The revenue generated from pole production is mainly determined by the availability of Eucalyptus roundwood. Revenue collected from pole production over the last five years is indicated in Table 7 below. The revenue generated from the sale of poles is surrendered to the Treasury and forms part of the Consolidated Fund.
Year |
Total revenue collection (in Ksh) |
1993-94 |
3,184,276 |
1994-95 |
2,878,341 |
1995-96 |
3,271,476 |
1996-97 |
2,968,341 |
1997-98 |
2,218,972 |
1998-99 |
2,029,574 |
1999-00 |
945,257 |
Fuelwood is derived mainly from Eucalyptus plantations and the waste from major forest operations (especially the tops and branches left after harvesting in forest plantations). The revenue generated from the production of fuelwood is determined by the availability of these materials and the FD remains the single major source of fuelwood supply to both industrial and domestic consumers. The main consumers of fuelwood in Kenya are tea factories and the tannin extraction industry.
Year |
Total revenue collection (in Ksh) |
1994-95 |
5,734,762 |
1995-96 |
5,875,139 |
1996-97 |
5,327,652 |
1997-98 |
3,854,152 |
1998-99 |
5,007,885 |
1999-00 |
3,289,618 |
The revenue generated from fuelwood sales is collected by the FD and is put into the Consolidated Fund. Total revenue collection from fuelwood production over the last five years is shown in Table 8 above.

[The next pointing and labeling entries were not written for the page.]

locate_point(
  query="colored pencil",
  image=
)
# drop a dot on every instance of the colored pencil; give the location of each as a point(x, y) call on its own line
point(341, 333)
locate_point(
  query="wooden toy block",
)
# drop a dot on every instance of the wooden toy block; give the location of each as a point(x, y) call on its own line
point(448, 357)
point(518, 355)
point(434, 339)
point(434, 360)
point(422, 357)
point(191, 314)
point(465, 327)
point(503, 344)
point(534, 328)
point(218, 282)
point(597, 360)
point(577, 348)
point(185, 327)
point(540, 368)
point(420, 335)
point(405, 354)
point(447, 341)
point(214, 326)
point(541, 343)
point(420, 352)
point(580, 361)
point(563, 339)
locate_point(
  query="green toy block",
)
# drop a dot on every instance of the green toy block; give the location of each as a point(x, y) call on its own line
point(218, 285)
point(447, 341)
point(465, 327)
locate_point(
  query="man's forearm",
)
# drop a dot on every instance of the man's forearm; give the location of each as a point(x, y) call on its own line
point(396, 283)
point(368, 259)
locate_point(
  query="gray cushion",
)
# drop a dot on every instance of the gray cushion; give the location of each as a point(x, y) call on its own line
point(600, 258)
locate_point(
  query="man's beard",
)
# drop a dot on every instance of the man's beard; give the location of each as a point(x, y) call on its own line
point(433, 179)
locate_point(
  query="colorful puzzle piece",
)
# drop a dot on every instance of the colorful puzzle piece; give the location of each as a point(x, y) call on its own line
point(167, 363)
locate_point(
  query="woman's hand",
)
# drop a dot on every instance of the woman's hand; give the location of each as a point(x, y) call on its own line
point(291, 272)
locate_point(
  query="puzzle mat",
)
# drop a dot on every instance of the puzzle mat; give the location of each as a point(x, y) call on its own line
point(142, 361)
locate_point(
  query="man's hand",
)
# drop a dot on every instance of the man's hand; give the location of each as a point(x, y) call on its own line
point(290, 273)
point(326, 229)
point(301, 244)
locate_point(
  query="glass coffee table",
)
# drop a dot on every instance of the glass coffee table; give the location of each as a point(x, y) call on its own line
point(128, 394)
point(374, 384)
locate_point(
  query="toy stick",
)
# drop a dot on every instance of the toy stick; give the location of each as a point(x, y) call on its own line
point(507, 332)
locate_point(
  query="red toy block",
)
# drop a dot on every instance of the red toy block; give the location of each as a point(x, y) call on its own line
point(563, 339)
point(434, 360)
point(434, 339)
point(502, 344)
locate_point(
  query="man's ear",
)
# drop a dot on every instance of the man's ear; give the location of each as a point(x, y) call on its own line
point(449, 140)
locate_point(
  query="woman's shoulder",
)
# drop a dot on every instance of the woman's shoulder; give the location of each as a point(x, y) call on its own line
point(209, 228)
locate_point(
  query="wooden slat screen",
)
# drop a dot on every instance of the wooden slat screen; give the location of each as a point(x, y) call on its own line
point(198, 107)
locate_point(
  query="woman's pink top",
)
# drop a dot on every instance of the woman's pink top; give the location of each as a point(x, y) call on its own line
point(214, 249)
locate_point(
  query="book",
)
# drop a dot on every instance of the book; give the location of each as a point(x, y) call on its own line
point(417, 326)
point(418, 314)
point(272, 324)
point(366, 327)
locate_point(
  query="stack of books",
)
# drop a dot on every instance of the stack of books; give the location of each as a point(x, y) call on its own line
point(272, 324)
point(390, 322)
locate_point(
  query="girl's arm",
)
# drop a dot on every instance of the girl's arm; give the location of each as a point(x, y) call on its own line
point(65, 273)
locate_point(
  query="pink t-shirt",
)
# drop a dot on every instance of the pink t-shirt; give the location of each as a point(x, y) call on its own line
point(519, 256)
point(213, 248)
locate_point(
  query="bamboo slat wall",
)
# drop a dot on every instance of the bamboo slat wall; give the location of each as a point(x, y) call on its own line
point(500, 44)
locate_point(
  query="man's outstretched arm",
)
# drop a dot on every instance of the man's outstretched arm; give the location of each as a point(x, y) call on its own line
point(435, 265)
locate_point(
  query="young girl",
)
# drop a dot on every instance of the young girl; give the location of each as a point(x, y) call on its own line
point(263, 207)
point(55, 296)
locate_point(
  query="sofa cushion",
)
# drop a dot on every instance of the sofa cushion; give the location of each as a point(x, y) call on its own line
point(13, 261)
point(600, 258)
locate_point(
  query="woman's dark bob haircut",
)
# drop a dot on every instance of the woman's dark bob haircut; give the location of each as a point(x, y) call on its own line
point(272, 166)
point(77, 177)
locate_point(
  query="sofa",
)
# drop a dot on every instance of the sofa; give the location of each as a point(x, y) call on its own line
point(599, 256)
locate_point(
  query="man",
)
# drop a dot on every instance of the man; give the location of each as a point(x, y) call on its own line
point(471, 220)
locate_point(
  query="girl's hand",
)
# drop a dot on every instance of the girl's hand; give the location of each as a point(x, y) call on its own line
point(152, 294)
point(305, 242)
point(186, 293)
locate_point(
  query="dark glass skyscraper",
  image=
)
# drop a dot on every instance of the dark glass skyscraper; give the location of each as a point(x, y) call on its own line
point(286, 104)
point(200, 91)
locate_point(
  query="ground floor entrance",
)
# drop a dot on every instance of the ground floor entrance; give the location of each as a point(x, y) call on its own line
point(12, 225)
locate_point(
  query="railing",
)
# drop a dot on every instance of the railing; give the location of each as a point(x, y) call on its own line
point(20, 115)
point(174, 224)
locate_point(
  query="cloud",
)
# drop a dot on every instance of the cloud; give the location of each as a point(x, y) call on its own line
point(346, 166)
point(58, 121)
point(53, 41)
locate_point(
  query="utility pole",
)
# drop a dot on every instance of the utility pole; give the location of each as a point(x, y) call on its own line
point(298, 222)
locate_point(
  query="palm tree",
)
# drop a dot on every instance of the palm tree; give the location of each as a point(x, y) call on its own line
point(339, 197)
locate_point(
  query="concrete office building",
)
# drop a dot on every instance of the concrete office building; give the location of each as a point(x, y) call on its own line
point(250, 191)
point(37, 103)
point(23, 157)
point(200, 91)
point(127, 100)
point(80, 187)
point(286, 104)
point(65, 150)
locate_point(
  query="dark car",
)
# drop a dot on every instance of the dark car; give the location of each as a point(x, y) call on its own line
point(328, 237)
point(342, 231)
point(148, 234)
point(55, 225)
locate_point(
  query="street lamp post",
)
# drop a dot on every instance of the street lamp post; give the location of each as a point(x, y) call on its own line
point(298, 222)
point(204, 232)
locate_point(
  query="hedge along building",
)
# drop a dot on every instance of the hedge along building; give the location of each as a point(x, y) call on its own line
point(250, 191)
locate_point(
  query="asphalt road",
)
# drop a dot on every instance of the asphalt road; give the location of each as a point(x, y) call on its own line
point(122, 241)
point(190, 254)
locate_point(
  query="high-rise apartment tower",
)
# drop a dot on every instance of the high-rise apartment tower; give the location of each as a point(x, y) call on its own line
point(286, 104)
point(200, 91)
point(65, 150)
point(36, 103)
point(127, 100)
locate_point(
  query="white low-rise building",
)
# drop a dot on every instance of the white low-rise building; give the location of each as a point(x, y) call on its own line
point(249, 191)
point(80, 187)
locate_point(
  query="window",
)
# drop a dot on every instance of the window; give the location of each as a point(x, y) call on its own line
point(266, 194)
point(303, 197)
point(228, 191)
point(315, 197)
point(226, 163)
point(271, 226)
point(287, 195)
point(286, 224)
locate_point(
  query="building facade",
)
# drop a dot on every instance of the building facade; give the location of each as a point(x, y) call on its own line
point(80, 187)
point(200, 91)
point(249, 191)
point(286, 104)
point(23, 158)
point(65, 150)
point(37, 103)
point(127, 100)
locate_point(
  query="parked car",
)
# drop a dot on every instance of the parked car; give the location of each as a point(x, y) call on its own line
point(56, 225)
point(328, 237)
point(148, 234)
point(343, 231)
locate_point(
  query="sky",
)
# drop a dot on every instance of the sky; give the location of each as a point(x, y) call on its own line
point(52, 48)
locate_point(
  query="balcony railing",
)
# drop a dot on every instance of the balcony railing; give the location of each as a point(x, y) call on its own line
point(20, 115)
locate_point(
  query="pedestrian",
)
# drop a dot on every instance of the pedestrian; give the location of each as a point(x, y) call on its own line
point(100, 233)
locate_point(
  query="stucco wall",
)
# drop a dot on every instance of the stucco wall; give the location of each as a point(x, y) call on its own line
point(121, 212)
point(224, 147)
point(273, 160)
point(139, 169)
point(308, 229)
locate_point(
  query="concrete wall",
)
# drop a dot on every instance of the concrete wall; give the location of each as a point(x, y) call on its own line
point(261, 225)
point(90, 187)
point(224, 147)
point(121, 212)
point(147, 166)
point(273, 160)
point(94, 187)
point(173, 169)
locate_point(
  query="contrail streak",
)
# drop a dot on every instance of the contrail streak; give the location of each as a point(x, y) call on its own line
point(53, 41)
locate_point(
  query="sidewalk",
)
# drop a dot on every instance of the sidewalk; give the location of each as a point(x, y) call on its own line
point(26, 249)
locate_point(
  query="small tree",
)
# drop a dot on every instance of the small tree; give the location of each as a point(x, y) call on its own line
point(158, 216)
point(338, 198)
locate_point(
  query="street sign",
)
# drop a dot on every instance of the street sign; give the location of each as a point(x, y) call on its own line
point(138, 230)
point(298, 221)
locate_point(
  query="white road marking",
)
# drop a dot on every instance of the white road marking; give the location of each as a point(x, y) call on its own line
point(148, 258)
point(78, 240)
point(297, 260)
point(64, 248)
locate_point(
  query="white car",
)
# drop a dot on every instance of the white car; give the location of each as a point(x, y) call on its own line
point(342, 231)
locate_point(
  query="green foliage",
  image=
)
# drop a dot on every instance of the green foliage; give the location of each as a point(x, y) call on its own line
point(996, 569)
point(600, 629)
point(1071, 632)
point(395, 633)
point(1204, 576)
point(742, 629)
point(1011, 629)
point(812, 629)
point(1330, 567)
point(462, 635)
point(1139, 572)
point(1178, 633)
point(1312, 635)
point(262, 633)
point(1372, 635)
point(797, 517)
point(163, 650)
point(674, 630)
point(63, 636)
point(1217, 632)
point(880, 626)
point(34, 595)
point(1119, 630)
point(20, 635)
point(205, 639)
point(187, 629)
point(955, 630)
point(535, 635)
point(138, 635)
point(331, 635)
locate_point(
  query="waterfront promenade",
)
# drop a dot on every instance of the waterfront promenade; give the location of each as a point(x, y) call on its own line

Charges derived from sale of minor forest products and recreational facilities are classified as miscellaneous charges and are credited to the AIA account. These are a particular class of revenue receipts that the Treasury authorises the FD’s Accounting Officer to spend in addition to the FD budget disbursed from the exchequer account. Therefore, they are not deposited into the Treasury’s Consolidated Fund.
The total revenue collected by the FD over the last seven years is shown in Table 9. Revenue from timber includes revenue from pulpwood and sawlog production. Miscellaneous receipts refer to the charges levied on minor forest products and services and the revenue collected from licence fees.
Table 9 Total revenue collected by the Forest Department from 1993-94 to 1999-00
Year |
Timber |
Fuelwood |
Poles |
Miscellaneous |
Total |
1993-94 |
188,805,934 |
6,442,945 |
3,184,276 |
21,186,746 |
216,435,625 |
1994-95 |
184,706,265 |
6,276,894 |
2,878,341 |
19,275,146 |
210,258,305 |
1995-96 |
178,484,629 |
5,875,139 |
3,271,476 |
18,972,837 |
203,332,605 |
1996-97 |
175,356,158 |
5,327,652 |
2,968,341 |
18,829,925 |
199,513,735 |
1997-98 |
154,769,326 |
3,854,152 |
2,218,972 |
17,947,804 |
176,571,282 |
1998-99 |
79,821,056 |
5,007,885 |
2,029,574 |
18,051,604 |
102,880,545 |
1999-00 |
109,405,726 |
3,289,618 |
945,257 |
15,344,911 |
128,040,255 |
Source: Forest Department annual reports. All figures are in Ksh.
In areas that are not managed by the FD, the FD does not collect any forest revenue. However, if forest products are harvested on trust land, local authorities do collect revenue from these activities for their own use and without reference to the central government. In addition, licensees are supposed to pay cess charges to local authorities and a range of other charges to local and central government (see Section 2.5). Information is not available about the total amount of revenue collected from these other charges and taxes levied on the forestry sector.